My Ninety-Eighth Branch: Swansea Memorial

The penultimate Toronto Public Library I called on was one of its smallest: Swansea Memorial. This compact and attractive branch occupies one room on the upper floor of Swansea’s City Hall, where it has resided for fifty-one years. (Previously, it was located in Swansea Public School from 1919 to 1959). With only 1,127 square feet of floor space, what Swansea Memorial lacked in elbow room was made up for in historical flavour. Even its big wooden table had a history. A carpenter named S. Haslam built it in 1926.

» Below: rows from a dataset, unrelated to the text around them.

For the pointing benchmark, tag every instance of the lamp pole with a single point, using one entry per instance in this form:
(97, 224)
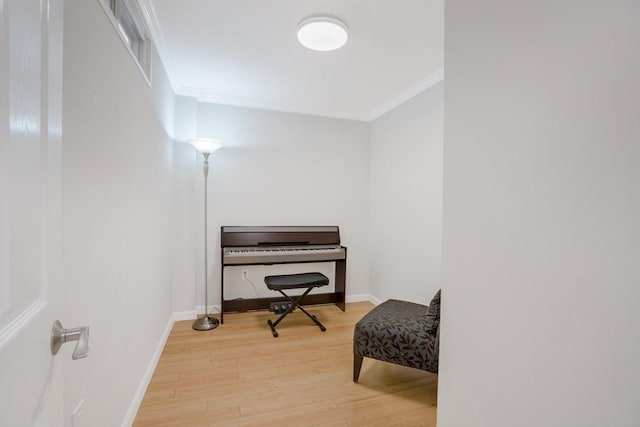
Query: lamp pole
(206, 322)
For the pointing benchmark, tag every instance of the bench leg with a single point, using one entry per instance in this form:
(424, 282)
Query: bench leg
(295, 304)
(357, 364)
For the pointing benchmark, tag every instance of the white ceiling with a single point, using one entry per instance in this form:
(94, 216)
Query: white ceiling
(245, 52)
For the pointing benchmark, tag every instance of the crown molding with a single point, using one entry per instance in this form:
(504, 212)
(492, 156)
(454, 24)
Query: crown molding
(151, 19)
(402, 97)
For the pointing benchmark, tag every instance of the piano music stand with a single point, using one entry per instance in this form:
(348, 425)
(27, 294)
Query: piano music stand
(284, 282)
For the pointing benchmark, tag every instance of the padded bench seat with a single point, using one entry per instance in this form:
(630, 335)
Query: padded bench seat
(285, 282)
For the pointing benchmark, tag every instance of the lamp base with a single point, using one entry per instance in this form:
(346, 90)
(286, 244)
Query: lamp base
(205, 323)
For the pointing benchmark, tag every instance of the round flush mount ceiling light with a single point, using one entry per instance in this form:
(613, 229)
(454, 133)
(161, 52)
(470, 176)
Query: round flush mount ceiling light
(322, 33)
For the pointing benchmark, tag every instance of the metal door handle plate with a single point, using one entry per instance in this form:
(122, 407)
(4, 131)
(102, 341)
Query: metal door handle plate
(60, 335)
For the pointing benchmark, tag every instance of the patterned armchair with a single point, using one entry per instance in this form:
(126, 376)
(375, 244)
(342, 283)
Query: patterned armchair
(400, 332)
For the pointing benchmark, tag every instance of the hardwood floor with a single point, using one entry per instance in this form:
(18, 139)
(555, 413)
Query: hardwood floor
(240, 375)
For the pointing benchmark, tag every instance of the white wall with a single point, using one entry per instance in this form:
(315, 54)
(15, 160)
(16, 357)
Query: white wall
(117, 198)
(406, 199)
(279, 169)
(540, 320)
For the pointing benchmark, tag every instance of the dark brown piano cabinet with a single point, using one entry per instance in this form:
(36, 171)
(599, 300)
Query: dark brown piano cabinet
(249, 245)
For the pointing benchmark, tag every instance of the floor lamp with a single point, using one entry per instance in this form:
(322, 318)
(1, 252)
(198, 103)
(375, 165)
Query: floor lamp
(206, 147)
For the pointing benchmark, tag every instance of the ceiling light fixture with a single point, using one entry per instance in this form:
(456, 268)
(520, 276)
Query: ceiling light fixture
(322, 33)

I liked the pioneering feel to this venerable library; it evoked the one-room schoolhouses I read about in Little House on the Prairie and Anne of Green Gables. (By the way, L. M. Montgomery actually lived in the village of Swansea from 1935 until her death in 1942, as Mary Henley Rubio details in Lucy Maud Montgomery: The Gift of Wings (446)).

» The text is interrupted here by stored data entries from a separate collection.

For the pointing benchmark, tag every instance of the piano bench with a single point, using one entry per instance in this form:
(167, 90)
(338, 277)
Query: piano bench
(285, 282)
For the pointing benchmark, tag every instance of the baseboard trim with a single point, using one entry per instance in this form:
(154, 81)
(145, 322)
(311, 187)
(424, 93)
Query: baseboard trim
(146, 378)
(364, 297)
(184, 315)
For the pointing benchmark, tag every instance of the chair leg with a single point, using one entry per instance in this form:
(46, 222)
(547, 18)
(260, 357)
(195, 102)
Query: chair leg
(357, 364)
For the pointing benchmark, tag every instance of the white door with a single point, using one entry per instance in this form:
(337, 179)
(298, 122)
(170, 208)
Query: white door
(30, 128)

In contrast to the solid, sober table was the tie-dyed kite on the ceiling. This piece of hippy whimsy might have been an attempt to soften the military associations of the library’s name. From a leaflet about Swansea Memorial Library’s history, I learned that credit for its inception belongs to the Women’s Patriotic League of Swansea, who wanted to honour the freshly-returned veterans of the First World War as well as the soldiers who had not survived.

My last act of homage was to study the folksy mural on the outer wall of the library. I loved the lively colours and the way the art piece transformed the interior of an official municipal building into a friendly community space. What an appropriate spot to contemplate my next-to-last TPL branch!